The onset of baby life this summer (I'm due June 4th) will likely cut into cycling. I think newborns are probably too floppy to put on a bike or hitch to the back of a bike. That's okay, it'll just mean that I'll walk. So instead of an 8 min bike ride to go out for some shopping or lunch, it'll probably mean a half hour walk. That's okay! Plus, my train station 5 mins away opens this April, so baby and I will pack it up and get in the train. I'm really looking forward to hopefully not having to go to the gym. I'm AWFUL at going to the gym. I get so unmotivated and I don't find it very rewarding or fun unless I'm signed up for some sort of class (and usually the time commitment means I end up missing half of them) or I'm going with a friend. I prefer to get exercise while out and about getting other things done. So hopefully walking will be a good way to care about the environment and my body.

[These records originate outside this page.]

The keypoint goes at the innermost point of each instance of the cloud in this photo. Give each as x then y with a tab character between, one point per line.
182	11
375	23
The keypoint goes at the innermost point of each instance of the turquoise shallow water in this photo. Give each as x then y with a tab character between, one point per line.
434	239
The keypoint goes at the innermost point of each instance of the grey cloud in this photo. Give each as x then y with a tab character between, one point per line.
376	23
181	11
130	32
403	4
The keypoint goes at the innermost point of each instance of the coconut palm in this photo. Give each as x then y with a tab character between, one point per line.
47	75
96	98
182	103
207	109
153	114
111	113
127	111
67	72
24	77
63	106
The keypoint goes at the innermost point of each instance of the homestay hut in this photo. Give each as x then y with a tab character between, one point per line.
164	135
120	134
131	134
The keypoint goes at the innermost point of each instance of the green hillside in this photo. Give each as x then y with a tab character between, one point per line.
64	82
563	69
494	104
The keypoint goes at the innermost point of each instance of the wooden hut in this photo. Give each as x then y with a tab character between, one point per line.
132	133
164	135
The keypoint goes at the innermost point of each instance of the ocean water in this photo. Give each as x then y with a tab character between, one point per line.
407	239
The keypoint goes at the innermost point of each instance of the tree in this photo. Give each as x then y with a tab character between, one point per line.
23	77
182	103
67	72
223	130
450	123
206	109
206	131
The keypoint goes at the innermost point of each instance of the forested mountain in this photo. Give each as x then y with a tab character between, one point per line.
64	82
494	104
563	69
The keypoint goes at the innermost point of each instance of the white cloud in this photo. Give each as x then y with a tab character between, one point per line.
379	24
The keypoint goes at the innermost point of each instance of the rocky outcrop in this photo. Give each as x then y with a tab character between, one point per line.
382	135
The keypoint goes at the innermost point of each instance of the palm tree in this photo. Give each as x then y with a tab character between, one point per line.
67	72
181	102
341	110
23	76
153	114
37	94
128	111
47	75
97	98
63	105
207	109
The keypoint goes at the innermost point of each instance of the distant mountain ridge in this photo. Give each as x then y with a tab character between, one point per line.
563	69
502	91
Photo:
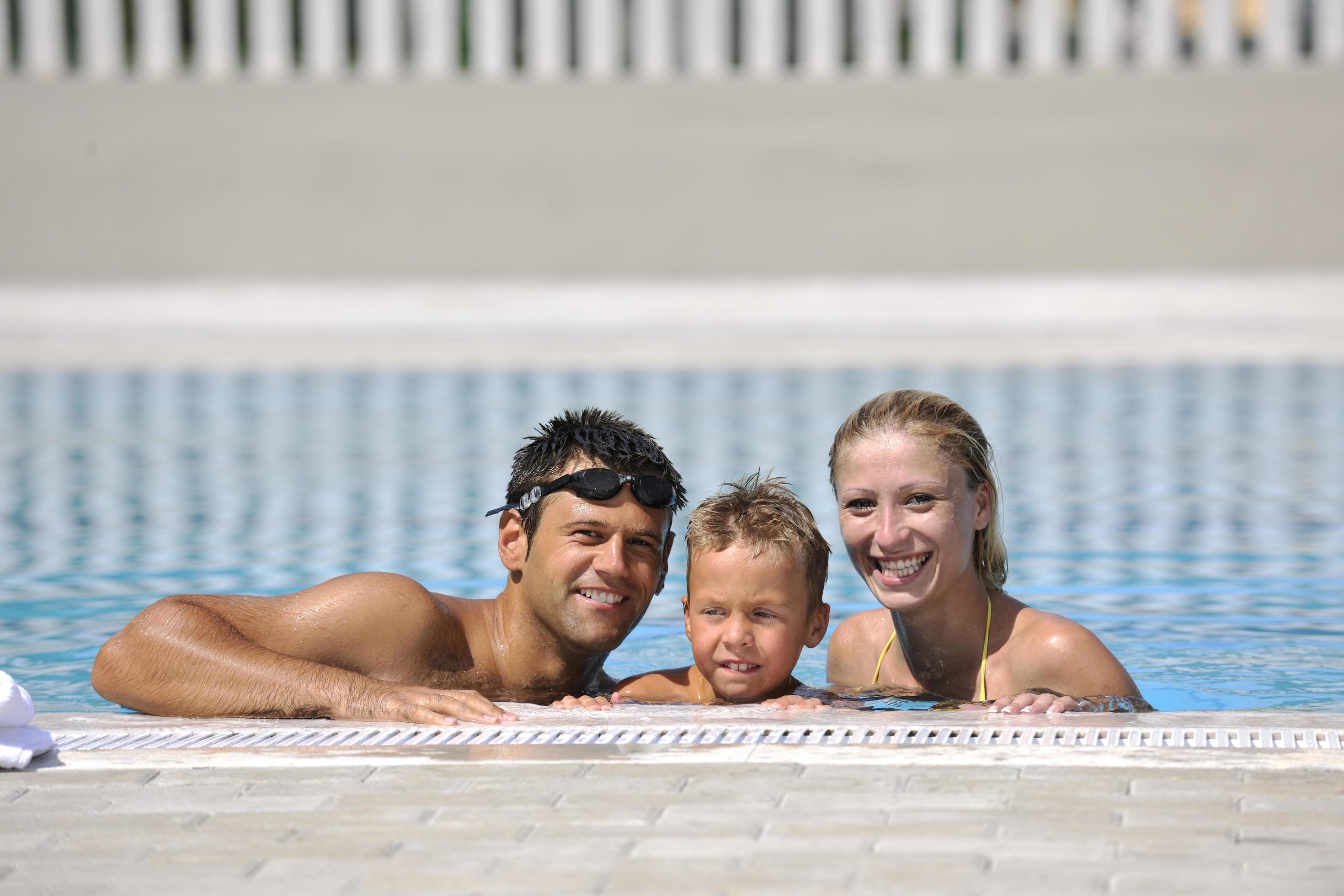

Also, I hate being equated exclusively to my pregnancy. I feel as though I can't say ANYTHING that doesn't get chalked up to being pregnant! For example, if I boast about feeling terrific because I slept in that morning... somebody at work will say something like, "Of course you slept in, you must be SO TIRED because you're pregnant!" I mean, has this person not paid attention all those other days I revel about sleeping in because I happen to stay up really late all the time and uh... really dig sleeping in? Example 2. I was commenting on how I wanted some glazed doughnuts really badly. Then I got the "You've got super cravings!" responses. Little do these people know that even in elementary I'd bike to the bakery after school (maybe 2 times a year) and get like... 4-6 glazed doughnuts (with the good intention of bringing them home to share with everybody). I'd end up eating all of them. I just love glazed doughnuts, I'm not going to lie. And it's not because I'm pregnant. Can't somebody just really love glazed doughnuts?
Generally speaking, I find that many people just hear what they want to hear despite the specific questions they ask me about the pregnancy. When I tell people I feel fine, they tell me that I should take advantage of being pregnant and just admit that I'm tired. Uh... okay? If I was tired, I'd just say so. So it's the lame conversations I don't like. If somebody just wants to monologue about what they think about pregnancy, why don't they just do that instead of opening up a conversation with me with the guise of a dialogue when that's really not the case?
Conversely, I DO have some excellent conversations with some people who are really supportive and happy for me and seem to know where I'm coming from. It's those exchanges that keep me going and give me the strength to leave my house and smile and nod when people say dumb things to me.
Oh yeah, that picture up there is of our little dude fetus. I refer to Don as big D and Dougal as little d. So right now this little guy is being referred to as mirco d.
Don't get me started on the faces I get when people ask me what names we're thinking of. I didn't have the good sense to realize some people would be so negative and opinionated about the name of a child that wasn't even their own! I have since then decided not to let it bother me. I've never asked for anybody's approval when it came to choosing anything... ever, really. And I'm always confident in my choices so... it's going to me named what Don and I like and people who want to scrunch up their faces can suck it!